Serious sensors usually use continuous wave operation, and some modulation scheme


If anyone from Halide is reading this there's a slight typo in the copy:

> This is the first time a new imagining capture technology has appeared on iPad before iPhone.

I believe that should read "... imaging ..."


You can let them know directly: [email protected]


If this is using a projected pattern, then it's not lidar -- it's probably a form of projected stereo. I.e. it's not a true time-of-flight measurement.


This is a laser based ToF sensor, not pattern projection.


My mistake. Thanks for the clarification.


Nice article. Reading about Lidar’s capability when paired with a mobile device makes Google Pixel’s AR sensing seem obsolete overnight.


... the name LIDAR is a play on RADAR, but instead of using dangerous RAdio waves, it uses infrared light. hmmm...


For people downvoting this, this is actually a quote from the article. I'm honestly curious if this was serious, or a joke that went over my head.


I've had a play around with the new ipad. The big problem is (as far as I can see), absolutely no way for a developer to get access to the underlying depth data.

I'm assuming it's coming in the next version of iOS, because you _can_ get access to the faceid depth data in a useful format.


Is it not available through 'AVCaptureDepthDataOutput`? My understanding is that depth data is a separate channel stored in photos.


Maybe I screwed it up, I’m not the best developer ever. I took their sample code to extract the depth data from front camera and this worked - switching to .back caused it to return a nil device, so didn’t really know where to go after that.


Unfortunately for someone like me who’s not enthusiastic about photography at all and takes maybe a dozen photos a year, every time I buy a new iPhone or in this case an iPad Pro I feel like I’m wasting hundreds of bucks on a camera I’m not really gonna take advantage of.


If they built a version without cameras for the small subset of people who don’t even want a camera for FaceTime/video conferencing, chances are it would be more expensive than what you paid now. Apple would have to make separate backplanes, boxes, marketing material, etc, would have to create a separate iOS release (they couldn’t ship a camera app with the system, for example, and would have to change the UI that allows picking a photo from either storage or camera.

I guess it also would break many apps.
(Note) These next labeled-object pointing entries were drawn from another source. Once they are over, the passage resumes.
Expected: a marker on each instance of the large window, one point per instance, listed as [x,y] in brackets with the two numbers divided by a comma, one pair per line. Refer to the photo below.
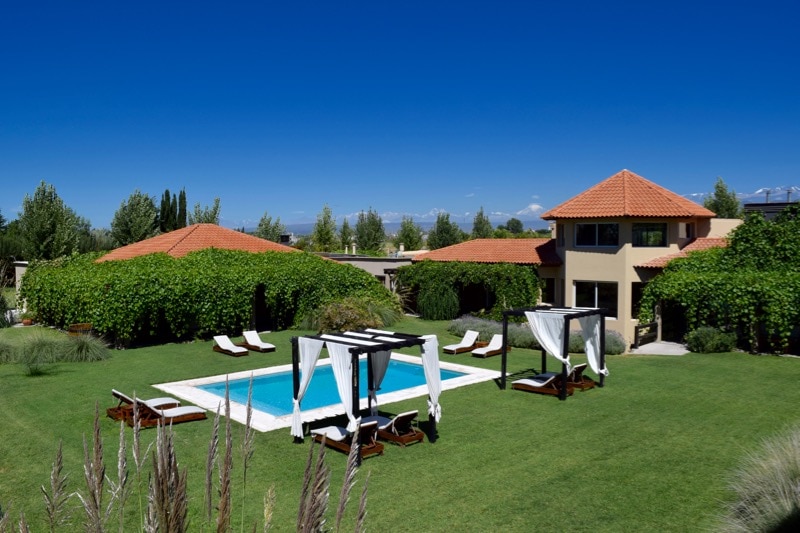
[596,294]
[605,234]
[650,234]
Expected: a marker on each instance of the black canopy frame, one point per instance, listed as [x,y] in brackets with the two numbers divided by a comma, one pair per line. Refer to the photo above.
[569,313]
[404,340]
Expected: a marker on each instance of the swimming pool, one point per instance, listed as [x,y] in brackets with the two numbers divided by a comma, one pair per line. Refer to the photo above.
[321,400]
[273,393]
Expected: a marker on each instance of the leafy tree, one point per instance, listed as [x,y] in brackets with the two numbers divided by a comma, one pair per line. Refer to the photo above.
[409,235]
[205,215]
[514,225]
[481,226]
[724,202]
[182,214]
[269,230]
[135,220]
[324,235]
[370,234]
[444,233]
[49,228]
[346,234]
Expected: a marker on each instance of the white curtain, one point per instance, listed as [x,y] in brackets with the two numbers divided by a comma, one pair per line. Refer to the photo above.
[548,328]
[430,363]
[342,365]
[309,355]
[380,362]
[590,331]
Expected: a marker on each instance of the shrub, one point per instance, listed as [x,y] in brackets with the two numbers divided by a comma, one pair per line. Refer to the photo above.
[438,303]
[83,349]
[767,488]
[710,340]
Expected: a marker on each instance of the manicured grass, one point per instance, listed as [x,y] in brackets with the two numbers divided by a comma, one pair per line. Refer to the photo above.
[653,450]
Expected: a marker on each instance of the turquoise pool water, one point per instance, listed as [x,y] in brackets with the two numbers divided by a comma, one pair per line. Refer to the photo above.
[272,393]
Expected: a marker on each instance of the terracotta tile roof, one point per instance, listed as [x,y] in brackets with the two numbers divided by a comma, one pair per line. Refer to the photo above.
[519,251]
[626,194]
[180,242]
[694,246]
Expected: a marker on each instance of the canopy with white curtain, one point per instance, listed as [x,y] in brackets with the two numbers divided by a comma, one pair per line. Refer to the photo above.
[344,350]
[551,327]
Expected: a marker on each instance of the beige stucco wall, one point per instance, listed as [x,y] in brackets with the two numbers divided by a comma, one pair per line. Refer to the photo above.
[617,264]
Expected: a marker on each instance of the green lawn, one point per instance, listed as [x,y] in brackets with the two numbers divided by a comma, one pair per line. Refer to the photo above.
[650,451]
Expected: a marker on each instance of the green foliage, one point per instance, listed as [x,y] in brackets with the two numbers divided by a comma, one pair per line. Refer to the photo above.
[48,228]
[481,226]
[83,349]
[135,220]
[765,488]
[512,285]
[370,234]
[269,230]
[444,233]
[723,202]
[409,234]
[323,237]
[4,321]
[439,302]
[204,215]
[346,235]
[751,287]
[204,293]
[352,313]
[710,340]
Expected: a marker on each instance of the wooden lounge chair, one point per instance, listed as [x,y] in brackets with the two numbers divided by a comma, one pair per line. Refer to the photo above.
[466,344]
[547,383]
[225,345]
[149,417]
[495,347]
[339,438]
[252,341]
[124,409]
[578,380]
[398,429]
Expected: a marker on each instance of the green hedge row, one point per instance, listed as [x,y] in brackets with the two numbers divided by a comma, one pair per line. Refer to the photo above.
[205,293]
[436,283]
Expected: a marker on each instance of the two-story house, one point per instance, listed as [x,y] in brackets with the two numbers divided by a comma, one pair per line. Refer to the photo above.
[616,236]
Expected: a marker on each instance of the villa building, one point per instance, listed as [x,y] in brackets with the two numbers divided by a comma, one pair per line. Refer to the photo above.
[608,242]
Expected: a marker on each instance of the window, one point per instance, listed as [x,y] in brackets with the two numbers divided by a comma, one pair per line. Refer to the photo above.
[597,234]
[686,230]
[548,290]
[650,234]
[596,294]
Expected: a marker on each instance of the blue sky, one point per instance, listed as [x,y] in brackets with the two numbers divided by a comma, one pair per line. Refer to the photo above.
[405,108]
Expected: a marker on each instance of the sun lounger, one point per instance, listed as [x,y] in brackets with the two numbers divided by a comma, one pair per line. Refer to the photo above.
[466,344]
[225,345]
[149,417]
[548,383]
[495,347]
[252,341]
[339,438]
[124,409]
[398,429]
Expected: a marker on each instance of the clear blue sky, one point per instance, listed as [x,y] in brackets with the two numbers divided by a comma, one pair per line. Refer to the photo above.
[402,107]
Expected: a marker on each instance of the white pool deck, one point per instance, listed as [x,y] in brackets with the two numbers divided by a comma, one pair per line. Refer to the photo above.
[188,390]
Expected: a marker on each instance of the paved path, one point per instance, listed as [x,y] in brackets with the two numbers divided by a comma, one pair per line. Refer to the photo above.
[661,348]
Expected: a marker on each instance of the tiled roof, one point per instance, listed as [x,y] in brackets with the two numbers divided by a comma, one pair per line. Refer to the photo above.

I don’t think there ever was an iOS device without a camera, so nobody is checking for its presence.

For example, your banking app that wants you to take a photo of a QR code for 2FA would break.


There’s a huge chasm between no camera and pouring huge amounts of R&D into shipping a cutting edge camera every year and marketing entirely around that. I’m not sure how you jumped from my post to “a version without cameras”, as I did say I take a nonzero number of photos (mostly utility shots). One hell of a straw man.


They could delete the camera and related sensors and it would not appreciably affect the price of the tablet. The camera is probably something like 5 bucks in quantity, and I doubt the "LIDAR" sensor is particularly expensive either.


Actually that's not true -- some quick searching reveals iPhone cameras cost $30-50, generally about 10% of the total BOM. Which means that for a ~$1,000 tablet, it would be ~$900 if it didn't have cameras.

So it's not doubling it or anything... but it's not nothing.

(On the other hand, the vastly lower-quality webcam cameras built into Macbooks are probably closer to the $5 you're suggesting.)


The iPad cameras in this article are significantly lower-quality than iPhone cameras, other than the LiDAR sensor. So it's definitely cheaper than the larger sensors and optics in new iPhones.


Cost of something isn’t just the parts, you forgot all the R&D, labor, and premium. iPhone 11 and 11 Pro differ by $300 and the better camera is one of the two (?) major selling points; not to mention the iPhone 11 has a pretty good camera too.